Savanah Leaf’s feature debut about Black motherhood is quiet in its artistry, but its subtle movement and enchanting imagery uncover a world of heartache.

Director Savanah Leaf slowly introduces Gia, a pregnant 24-year-old, who works at a mall portrait studio as a photographer’s assistant. The clicks of the camera capture Gia’s charming gaze at the happy family posing in front of her with their newborn. The facade is quickly broken as the next scene shows Gia’s card being declined as she is trying to purchase mood rings for her two children. An overwhelmed Gia is rushing to her one-hour visitation with her kids who now belong to the state.

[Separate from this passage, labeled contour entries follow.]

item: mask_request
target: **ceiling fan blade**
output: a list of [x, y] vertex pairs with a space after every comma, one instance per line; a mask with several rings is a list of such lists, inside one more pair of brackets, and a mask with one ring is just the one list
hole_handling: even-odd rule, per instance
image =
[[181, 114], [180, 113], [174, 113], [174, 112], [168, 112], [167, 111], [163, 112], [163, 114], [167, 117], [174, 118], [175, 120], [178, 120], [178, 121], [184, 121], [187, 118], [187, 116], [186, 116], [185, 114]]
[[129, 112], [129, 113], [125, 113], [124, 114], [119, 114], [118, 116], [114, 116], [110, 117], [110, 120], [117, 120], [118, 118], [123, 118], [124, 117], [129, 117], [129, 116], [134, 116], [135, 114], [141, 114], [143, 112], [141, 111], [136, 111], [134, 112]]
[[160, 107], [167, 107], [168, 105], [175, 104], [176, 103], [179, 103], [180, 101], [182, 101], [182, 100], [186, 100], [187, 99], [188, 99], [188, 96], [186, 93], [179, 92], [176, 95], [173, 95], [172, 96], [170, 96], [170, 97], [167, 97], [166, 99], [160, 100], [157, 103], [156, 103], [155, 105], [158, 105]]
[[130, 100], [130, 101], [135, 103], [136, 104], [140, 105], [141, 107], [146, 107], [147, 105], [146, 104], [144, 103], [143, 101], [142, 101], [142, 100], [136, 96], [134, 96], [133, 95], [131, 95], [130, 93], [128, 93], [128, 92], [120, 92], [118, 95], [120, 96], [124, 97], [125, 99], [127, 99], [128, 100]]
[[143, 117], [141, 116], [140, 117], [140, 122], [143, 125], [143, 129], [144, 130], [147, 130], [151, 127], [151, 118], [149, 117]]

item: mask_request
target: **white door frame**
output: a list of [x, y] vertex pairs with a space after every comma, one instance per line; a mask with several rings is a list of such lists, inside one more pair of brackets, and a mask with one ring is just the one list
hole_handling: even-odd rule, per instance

Leaf creates a layered character of Gia by structuring her hush narrative to reveal more and more about Gia’s life as the audience follows her along. She sketches out Gia’s life in the Bay Area from locations of uncertainty and limitations. Gia is struggling to regain custody of her kids by working to meet the state’s standards of being a mother in a process that consumes her entire life. Her job is balanced between weekly visitation appointments and court-mandated classes on top of keeping her home for random inspections and preparing for a new baby. So much of Gia’s time is demanded by the program meaning she can’t work more hours to pay her child support which results in her getting in trouble with her caseworker. Gia is doing everything expected of her, but she can never get ahead because of the unfair system built to work against her.

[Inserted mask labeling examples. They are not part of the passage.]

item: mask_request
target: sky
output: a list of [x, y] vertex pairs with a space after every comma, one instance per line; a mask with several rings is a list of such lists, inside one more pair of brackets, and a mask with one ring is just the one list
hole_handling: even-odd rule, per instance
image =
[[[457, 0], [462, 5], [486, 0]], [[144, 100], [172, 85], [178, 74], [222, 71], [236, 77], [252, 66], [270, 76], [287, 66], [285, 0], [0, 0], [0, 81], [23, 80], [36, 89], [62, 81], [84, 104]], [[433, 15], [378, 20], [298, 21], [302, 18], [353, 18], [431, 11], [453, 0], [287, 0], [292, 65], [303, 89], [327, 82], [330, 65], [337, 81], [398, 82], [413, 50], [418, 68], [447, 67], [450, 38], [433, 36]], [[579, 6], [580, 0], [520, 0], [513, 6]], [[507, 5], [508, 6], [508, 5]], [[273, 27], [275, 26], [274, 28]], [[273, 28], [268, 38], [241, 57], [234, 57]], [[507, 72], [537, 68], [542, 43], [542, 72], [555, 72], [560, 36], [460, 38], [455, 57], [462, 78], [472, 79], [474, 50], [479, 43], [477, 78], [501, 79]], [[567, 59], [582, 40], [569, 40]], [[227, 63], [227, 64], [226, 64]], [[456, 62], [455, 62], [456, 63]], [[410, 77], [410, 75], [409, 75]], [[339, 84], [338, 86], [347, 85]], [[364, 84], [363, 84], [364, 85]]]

Even though Gia’s life is full of tragedy with the system constantly putting her down. Leaf delicately paints her life by adding surrealism mixed in with realism. There is a connection between Gia’s world and nature that adds a ghostly ambiance to the story. Gia’s anxieties and fears about her children are depicted through cuts of a young naked woman walking through a foggy forest. These scenes are meant to be womanhood in its most stripped-down state where its serene energy disconnects from life’s hardships. The main conflict of Earth Mama is Gia’s concerns over the fate of her unborn child. She worries that the state will take the child away like her other two, causing her to go to the women in her community for guidance. Gia is faced with two options: give the child up for adoption or keep the child continuing a cycle of generational trauma. Her love for her children pushes her to try to find a solution.

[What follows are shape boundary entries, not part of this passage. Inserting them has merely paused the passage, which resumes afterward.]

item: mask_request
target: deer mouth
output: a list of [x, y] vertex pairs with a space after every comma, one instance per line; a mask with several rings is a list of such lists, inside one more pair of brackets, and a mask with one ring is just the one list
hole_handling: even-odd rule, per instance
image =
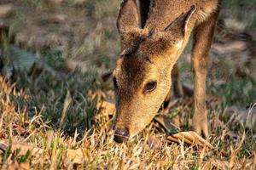
[[117, 128], [114, 130], [113, 140], [117, 143], [123, 143], [129, 139], [129, 130], [128, 128], [119, 129]]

Leaf creates sets of paradoxes surrounding Gia’s interior life. The screenplay allows for interesting dialogue Gia partakes with her community of Black women that offer her support. The community is a place of clashes between ideology and values. For instance, one of Gia’s friends Trina’s religion differs from Gia’s lack of faith in religion. The counselor from her classes, Miss Carmen, is an employee of one of the state systems that Gia has mistrust due to its oppression of her situation. All of these are important to understand the challenging landscape single mothers must navigate along. Coupled with a humane performance by Tia Nomore as Gia, Leaf’s directorial vision is full of care.

With warm and grainy cinematography and muted sound, Earth Mama feels very feminine in its sensitive approach to a societal situation. The film takes on an overarching problem, focusing on Gia as its protagonist with no romanticization of her life. Leaf never punishes or villainizes her characters, creating a beautiful space to simply observe fully-fleshed human beings. Gia could find her happily ever after, but Leaf is aware that this problem doesn’t start or end with Gia, it will always be constant like Gia’s love.